-----In 2004 we bought a falling-down house and 30 acres. This blog documents our progress-----

Tuesday, June 21, 2005

Hillsdale House block

I got home from work early today as a treat to myself, to make me feel better about yesterday. So I had some time to just muck around online and I ended up delving randomly through the houseblogs sites... I try and at least skim everyone's latest posts now - thanks to Bloglines it's really easy. But this is the first time I've had time to trawl in detail through anyone's back story.

If you haven't already, check out the Hillsdale House blog. Their post today caught my eye about building a garden bench, and then I looked at their "before and after" picture and was blown away by how much they'd done and how wonderful it was looking. Then I browsed their Flickr collection and found this:

Back Porch in Progress
Originally uploaded by Greg_e.

Well, that was it for me... I was hooked. I love this verandah post. It sparked a wave of homesickness too... it reminds me of the front posts on the "California Bungalows" in the area where I used to live in Melbourne (in Australia). To show you what I mean I did a search for houses for sale in the area and came across this... and it could be yours if you have around A$700,000!

California Bungalow
Originally uploaded by lynetter.

The tragic thing is that even though they've done the house up, one of the reasons it's selling at this price is because it has planning permission to build a townhouse at the back. *sigh* This is why I'll never live go back to live in this part of Melbourne ever again - all the lovely old houses and gardens are being destroyed by an influx of little box units and townhouses (ie: a 2 storey boxes) everywhere. I was really shocked the last time I visited at how much the area has changed.

Anyway, back to Hillsdale House... Besides looking at their cool pictures, I went through their archives and read all their entries. I'm in awe of how much they've done. It makes me realise how daunting it's going to be for us when we actually pick up tools and start(!) - but also, how rewarding it'll be in the end.

It was fascinating to read their history sectionabout Bungalows in the Portland area. Early on in our research I stumbled across Gustav Stickley and we briefly toyed with the idea of building a replica of one of his houses at Amherst. We bought a book which has reprints of many of Stickley's houseplans, room drawings and articles.
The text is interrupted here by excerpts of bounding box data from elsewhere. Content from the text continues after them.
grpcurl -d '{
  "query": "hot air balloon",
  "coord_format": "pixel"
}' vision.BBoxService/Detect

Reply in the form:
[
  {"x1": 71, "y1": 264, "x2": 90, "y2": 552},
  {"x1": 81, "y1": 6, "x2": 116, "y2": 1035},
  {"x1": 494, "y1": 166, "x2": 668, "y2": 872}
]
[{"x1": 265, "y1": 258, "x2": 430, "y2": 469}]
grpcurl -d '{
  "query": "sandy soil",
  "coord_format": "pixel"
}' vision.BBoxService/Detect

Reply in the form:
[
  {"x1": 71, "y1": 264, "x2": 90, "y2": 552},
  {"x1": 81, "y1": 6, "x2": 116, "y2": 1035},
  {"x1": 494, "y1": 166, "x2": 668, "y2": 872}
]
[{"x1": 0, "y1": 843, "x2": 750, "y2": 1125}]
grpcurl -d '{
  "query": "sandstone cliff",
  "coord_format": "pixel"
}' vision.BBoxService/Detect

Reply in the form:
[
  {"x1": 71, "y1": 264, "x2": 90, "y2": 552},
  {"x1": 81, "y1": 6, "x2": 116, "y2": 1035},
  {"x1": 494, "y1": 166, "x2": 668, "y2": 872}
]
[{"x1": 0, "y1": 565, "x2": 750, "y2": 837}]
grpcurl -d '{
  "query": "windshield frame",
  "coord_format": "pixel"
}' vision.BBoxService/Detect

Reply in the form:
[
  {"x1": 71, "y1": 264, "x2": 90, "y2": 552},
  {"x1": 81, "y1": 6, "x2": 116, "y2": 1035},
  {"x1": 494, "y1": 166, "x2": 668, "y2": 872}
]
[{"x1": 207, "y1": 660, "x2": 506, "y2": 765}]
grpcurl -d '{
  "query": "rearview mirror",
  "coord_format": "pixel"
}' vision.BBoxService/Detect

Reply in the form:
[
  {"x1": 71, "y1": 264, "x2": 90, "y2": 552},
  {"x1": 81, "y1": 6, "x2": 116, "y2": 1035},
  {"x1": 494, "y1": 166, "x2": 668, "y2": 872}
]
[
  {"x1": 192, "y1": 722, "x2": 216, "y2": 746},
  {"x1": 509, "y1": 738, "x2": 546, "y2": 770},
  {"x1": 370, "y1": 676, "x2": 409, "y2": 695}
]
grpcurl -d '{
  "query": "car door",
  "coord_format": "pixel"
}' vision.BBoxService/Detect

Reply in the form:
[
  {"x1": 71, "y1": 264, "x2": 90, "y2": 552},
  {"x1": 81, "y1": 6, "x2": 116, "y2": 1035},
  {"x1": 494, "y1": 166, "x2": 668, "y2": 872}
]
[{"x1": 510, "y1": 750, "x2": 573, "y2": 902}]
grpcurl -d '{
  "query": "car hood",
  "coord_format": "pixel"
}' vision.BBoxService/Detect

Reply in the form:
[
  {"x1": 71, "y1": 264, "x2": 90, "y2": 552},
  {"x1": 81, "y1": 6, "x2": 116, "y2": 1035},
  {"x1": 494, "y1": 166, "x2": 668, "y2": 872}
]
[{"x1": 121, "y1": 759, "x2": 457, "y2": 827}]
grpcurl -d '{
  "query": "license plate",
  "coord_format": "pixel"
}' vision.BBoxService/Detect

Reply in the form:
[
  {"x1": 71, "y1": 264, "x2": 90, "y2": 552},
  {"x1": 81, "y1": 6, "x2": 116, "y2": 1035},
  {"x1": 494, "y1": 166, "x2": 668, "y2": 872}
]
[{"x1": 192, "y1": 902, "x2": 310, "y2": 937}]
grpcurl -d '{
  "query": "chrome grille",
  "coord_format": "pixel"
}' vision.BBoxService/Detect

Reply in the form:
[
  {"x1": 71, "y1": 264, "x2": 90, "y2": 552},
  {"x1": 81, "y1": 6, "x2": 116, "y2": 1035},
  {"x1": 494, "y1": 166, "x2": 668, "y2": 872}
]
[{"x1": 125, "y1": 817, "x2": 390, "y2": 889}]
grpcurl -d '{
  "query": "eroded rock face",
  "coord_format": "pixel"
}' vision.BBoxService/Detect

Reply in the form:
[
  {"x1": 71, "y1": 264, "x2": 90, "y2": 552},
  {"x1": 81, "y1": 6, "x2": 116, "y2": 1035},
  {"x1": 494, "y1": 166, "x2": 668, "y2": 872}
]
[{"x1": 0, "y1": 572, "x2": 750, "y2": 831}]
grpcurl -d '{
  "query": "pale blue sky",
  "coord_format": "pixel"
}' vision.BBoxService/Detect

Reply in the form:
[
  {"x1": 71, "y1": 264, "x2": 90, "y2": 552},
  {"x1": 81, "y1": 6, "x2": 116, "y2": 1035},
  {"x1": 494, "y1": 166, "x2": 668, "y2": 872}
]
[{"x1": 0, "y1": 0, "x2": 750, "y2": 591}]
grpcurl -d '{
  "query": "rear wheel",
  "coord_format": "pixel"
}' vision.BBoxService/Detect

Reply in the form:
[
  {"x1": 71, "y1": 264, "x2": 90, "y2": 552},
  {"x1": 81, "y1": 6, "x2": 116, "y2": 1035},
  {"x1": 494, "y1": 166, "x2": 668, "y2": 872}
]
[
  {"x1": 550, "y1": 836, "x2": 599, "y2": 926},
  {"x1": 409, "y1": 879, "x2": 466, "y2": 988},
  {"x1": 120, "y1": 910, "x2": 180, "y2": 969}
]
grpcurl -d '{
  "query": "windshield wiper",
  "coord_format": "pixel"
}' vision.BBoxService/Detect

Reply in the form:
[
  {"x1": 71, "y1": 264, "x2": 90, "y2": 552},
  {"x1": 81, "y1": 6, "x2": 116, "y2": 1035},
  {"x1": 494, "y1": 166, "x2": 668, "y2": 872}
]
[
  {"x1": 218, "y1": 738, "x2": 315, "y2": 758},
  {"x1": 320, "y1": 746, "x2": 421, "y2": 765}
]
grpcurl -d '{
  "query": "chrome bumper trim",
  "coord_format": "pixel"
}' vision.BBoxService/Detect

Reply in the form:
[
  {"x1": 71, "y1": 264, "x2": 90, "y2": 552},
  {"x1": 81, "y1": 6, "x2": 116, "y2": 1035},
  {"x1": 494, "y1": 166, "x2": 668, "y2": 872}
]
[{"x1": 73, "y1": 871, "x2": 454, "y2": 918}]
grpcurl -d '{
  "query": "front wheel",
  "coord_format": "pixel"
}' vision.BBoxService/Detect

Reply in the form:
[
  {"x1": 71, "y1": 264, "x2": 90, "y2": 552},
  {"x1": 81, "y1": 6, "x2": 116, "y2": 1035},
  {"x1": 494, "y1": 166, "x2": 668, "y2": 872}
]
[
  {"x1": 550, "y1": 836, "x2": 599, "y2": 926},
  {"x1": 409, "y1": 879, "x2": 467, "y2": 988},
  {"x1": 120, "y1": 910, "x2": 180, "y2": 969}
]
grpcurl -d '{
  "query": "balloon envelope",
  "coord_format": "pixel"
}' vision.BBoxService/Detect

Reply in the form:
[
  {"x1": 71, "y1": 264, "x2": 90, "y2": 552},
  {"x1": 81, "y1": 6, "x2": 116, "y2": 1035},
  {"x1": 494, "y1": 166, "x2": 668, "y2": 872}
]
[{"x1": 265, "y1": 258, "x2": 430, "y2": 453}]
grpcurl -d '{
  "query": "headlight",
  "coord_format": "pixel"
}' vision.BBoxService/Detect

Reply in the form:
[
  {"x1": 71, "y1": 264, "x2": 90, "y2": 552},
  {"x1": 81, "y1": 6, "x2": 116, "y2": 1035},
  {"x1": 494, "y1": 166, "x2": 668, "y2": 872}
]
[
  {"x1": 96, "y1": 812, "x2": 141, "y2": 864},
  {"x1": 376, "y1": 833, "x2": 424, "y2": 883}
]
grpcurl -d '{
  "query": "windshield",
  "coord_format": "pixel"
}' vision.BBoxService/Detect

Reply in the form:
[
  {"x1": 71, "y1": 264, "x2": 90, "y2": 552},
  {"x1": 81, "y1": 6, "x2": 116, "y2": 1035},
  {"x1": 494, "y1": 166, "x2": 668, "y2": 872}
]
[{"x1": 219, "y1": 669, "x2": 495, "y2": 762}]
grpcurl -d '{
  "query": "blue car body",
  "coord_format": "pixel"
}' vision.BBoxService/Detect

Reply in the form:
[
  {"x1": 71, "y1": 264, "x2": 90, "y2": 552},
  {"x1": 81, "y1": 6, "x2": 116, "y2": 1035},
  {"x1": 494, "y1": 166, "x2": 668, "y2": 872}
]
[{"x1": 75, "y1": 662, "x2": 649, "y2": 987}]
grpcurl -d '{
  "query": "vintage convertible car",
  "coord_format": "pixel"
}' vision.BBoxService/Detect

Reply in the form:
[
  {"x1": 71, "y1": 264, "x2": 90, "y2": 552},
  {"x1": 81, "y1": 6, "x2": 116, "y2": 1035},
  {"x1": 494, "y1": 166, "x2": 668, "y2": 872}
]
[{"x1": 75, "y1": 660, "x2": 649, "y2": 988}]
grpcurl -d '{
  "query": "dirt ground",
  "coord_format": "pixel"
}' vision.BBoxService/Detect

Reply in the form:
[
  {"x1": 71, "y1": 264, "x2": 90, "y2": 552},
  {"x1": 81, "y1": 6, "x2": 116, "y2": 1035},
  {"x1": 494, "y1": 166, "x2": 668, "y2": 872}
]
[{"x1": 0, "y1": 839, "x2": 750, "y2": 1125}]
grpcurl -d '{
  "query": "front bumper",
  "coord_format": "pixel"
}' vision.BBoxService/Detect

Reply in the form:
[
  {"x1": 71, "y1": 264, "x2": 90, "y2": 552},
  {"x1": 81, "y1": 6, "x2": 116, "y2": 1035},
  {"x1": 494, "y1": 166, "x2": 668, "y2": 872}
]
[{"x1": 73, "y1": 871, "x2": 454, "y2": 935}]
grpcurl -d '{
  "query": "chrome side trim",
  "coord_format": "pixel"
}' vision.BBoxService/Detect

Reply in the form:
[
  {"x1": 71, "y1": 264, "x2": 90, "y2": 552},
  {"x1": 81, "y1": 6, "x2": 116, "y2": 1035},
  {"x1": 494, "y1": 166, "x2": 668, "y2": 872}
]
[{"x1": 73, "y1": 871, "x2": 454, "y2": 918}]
They have such anachronistically descriptive titles - my favourite: "an inexpensive but charming cottage for women who want their own home"! It's interesing to see how others like Hillsdale House are interpreting this style in a modern context.

At Amherst we plan to have elements of Craftsman style (lots of built-ins, detailing) plus a few oddities that we got the idea of from these plans which will be perfect in Australia - namely, a "sleeping porch", probably up on the second level, for those hot hot nights; and a small outside kitchen (in addition to the usual indoor one) for those hot hot days when you have to do things like bottle tomatoes! I can imagine us using the outside kitchen - planned to be on the verandah just outside the normal kitchen - almost as much as the indoor one. Anyway, that's all dreams for now...

I must read more Houseblog archives, you never know what you'll discover!


jm@houseinprogress said...

I totally agree with you on the posts at Hillsdale...they are so lovely.

Greg said...

Hey, I just heard about your post and had to check it out. Thanks very much! I'm definitely blushing up here in Portland... :-)

By the way, those are some beautiful house plans you have. Good luck with that and keep posting!

Steve said...

Hey Lynne

Now its my turn to say that I know those Californian bungalows that you are talking about! In fact I am sure I have driven right past the house you have a photo of in Melbourne, Australia.

The "sleeping porch" was an original feature of those homes. I was reading just the other day, that as well as a place to sleep on hot nights, the idea of an airy place to sleep was thought to be healthy as it minimised the chances of getting things like TB/consumption. Well that was the thinking back then. Of course, most of these "sleep outs" became third bedrooms over the years.

Yes, it is so true that Glen Iris, Surrey Hills, Mont Albert etc. are all getting way too many mock-Georgian town-houses with double garages as the main street feature!